As more and more companies transition to newer, greener, more environmentally conscious practices, us consumers are left trying to decipher the slew of buzzwords they use to define their new processes.
Somewhere in the various combinations of carbon, greenhouse gases, reduction, emissions and recycling there are actual implications to be understood. Some of the most commonly used include carbon-neutral, net-zero and climate positive – so what do all these phrases actually mean?
In practice, a company that is carbon neutral is ensuring that any CO2 they are putting into the atmosphere; through production, manufacturing, freight etc, is balanced by an equal amount being removed from the atmosphere – essentially eliminating their own carbon emissions.
It is very difficult for a company, or individual for that matter, to emit no carbon emissions. Therefore, it is important for these companies to start thinking about how they can minimise the amount of carbon they are adding to the atmosphere and how they can offset what they do emit. Carbon offsetting is usually done by investing in carbon sinks, such as forests, soils and oceans which absorb more carbon than they emit. Investing in projects and non-for-profits which create and maintain carbon sinks are how companies usually offset their carbon emissions.
Other buzzwords you may be familiar with and are in the same vein here include carbon-negative and carbon-positive. Confusingly, both of these terms essentially mean the same thing and it is just the result of marketing semantics.
To be carbon-negative or positive means you are actively removing more carbon than you create, leaving the atmosphere even better off than when you started.

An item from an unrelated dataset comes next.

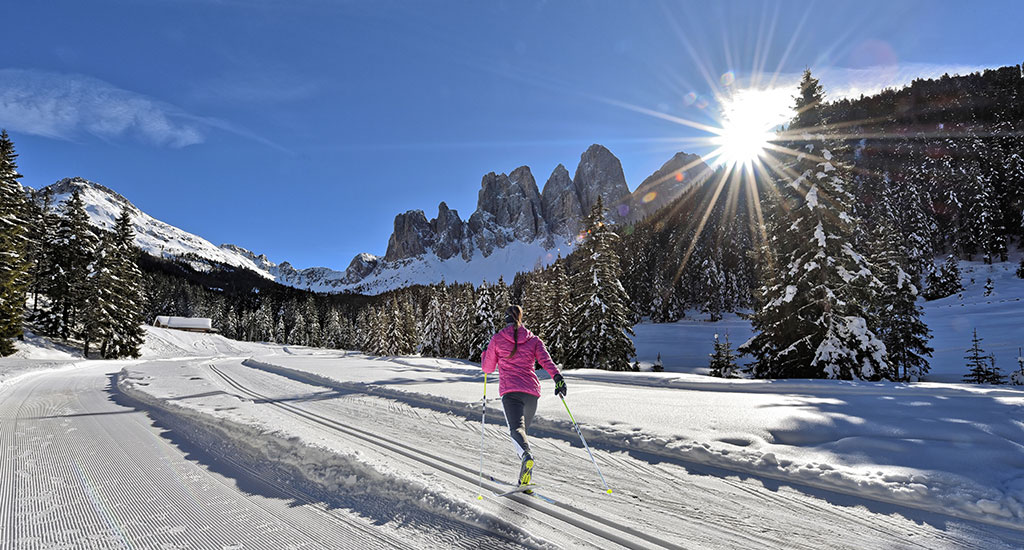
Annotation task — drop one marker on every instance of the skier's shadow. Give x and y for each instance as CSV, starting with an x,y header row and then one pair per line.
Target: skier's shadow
x,y
389,508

Carbon-neutral and net-zero are two very similar terms that mean very similar things. Both phrases mean a company is actively working to reduce or balance out their carbon footprint. Where carbon-neutrality refers to the act of offsetting their carbon emissions through environmentally conscious investing, net-zero means the company never produced carbon in the first place. Companies which use renewable energy sources such as wind or solar power are examples of how organisations can transition to net-zero.
It is essential however to point out that net-zero refers to the overall balance of greenhouse gas emissions or GHG produced, and GHG emissions taken out of the atmosphere.

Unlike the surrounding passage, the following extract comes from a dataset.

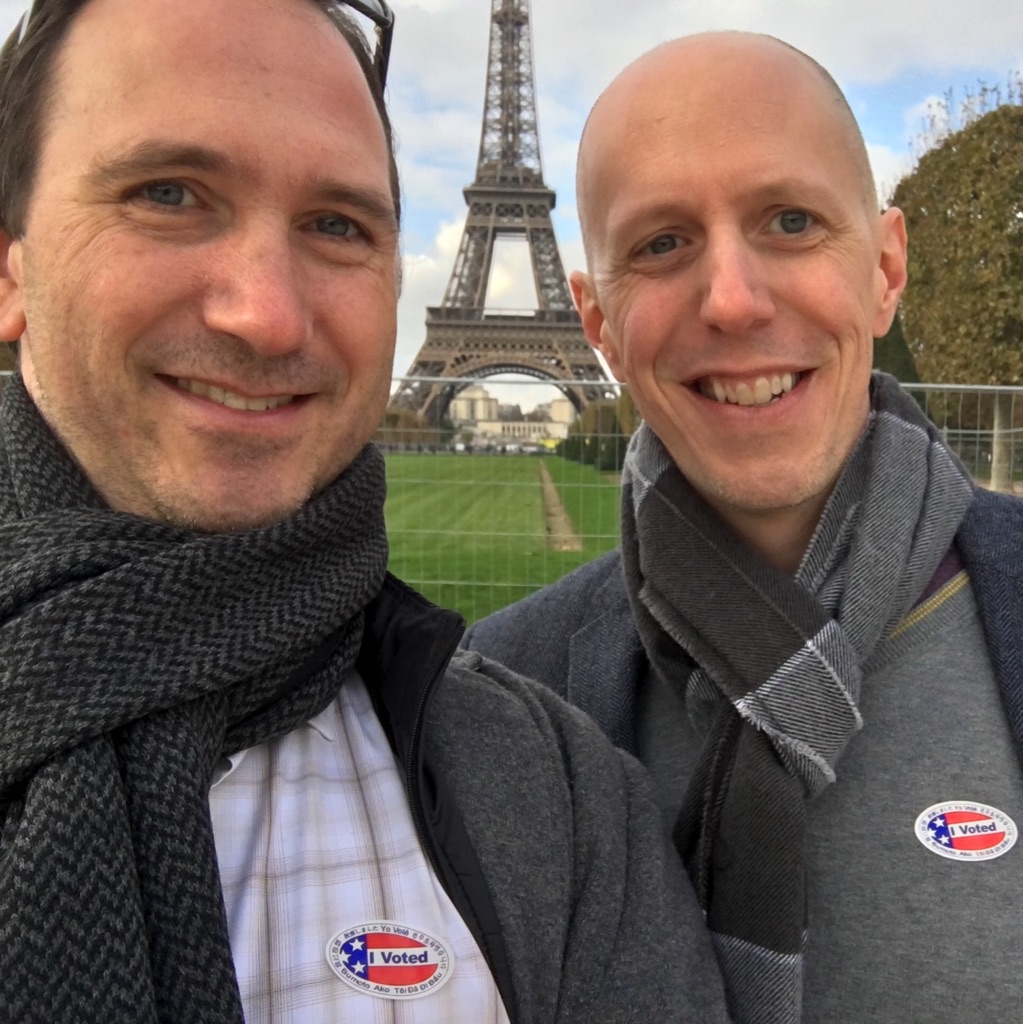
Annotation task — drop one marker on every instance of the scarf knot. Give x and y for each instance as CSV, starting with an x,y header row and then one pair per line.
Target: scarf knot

Net-zero refers to a point in which people stop adding excess emissions to the atmosphere.
Climate positive is used interchangeably to reference being carbon negative/positive – both terms can be used for a company which consciously removes more carbon from the atmosphere than what they produce, making a positive impact on the environment.

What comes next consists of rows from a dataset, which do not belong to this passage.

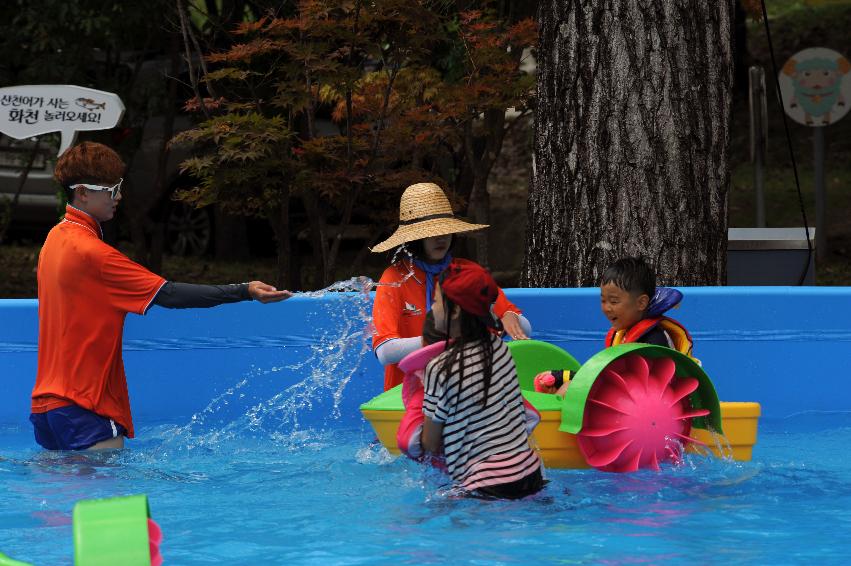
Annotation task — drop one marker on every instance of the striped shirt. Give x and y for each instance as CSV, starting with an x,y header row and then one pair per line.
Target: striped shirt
x,y
483,444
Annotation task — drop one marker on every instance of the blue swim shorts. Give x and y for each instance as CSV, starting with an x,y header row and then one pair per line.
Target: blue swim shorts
x,y
73,428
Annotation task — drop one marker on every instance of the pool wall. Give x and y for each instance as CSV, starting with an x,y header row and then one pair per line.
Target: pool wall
x,y
784,347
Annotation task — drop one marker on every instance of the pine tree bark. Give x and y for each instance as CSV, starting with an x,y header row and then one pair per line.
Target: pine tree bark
x,y
631,140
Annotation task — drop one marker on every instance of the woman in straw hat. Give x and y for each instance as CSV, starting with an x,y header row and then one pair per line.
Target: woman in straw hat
x,y
406,289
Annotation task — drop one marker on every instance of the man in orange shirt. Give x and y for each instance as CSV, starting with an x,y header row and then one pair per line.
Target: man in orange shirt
x,y
404,295
85,290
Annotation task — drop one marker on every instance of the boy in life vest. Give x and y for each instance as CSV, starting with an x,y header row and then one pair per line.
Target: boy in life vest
x,y
636,310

Companies which are climate positive invest in understanding their exact carbon footprint and what processes are creating the most emissions. This is done by calculating things like operational emissions, energy used, transportation, product or service related impacts upstream and downstream, to measure where and the quantity of carbon a business may be releasing into the atmosphere. While this sounds like a long and tedious process Carbonhalo has an easy to use carbon footprint calculator made specifically for businesses so no matter how big or small your enterprise is, you can take steps to becoming more climate positive.
As Australia aims to become net-zero by 2050 we’ll all begin to see more buzzwords like carbon-neutral, net-zero and climate positive being positioned in association with brands and companies. As we also aim to be more sustainable and consumer focused, it’s important to understand the difference between these terms and be able to draw conclusions as to what actions these companies may actually be taking.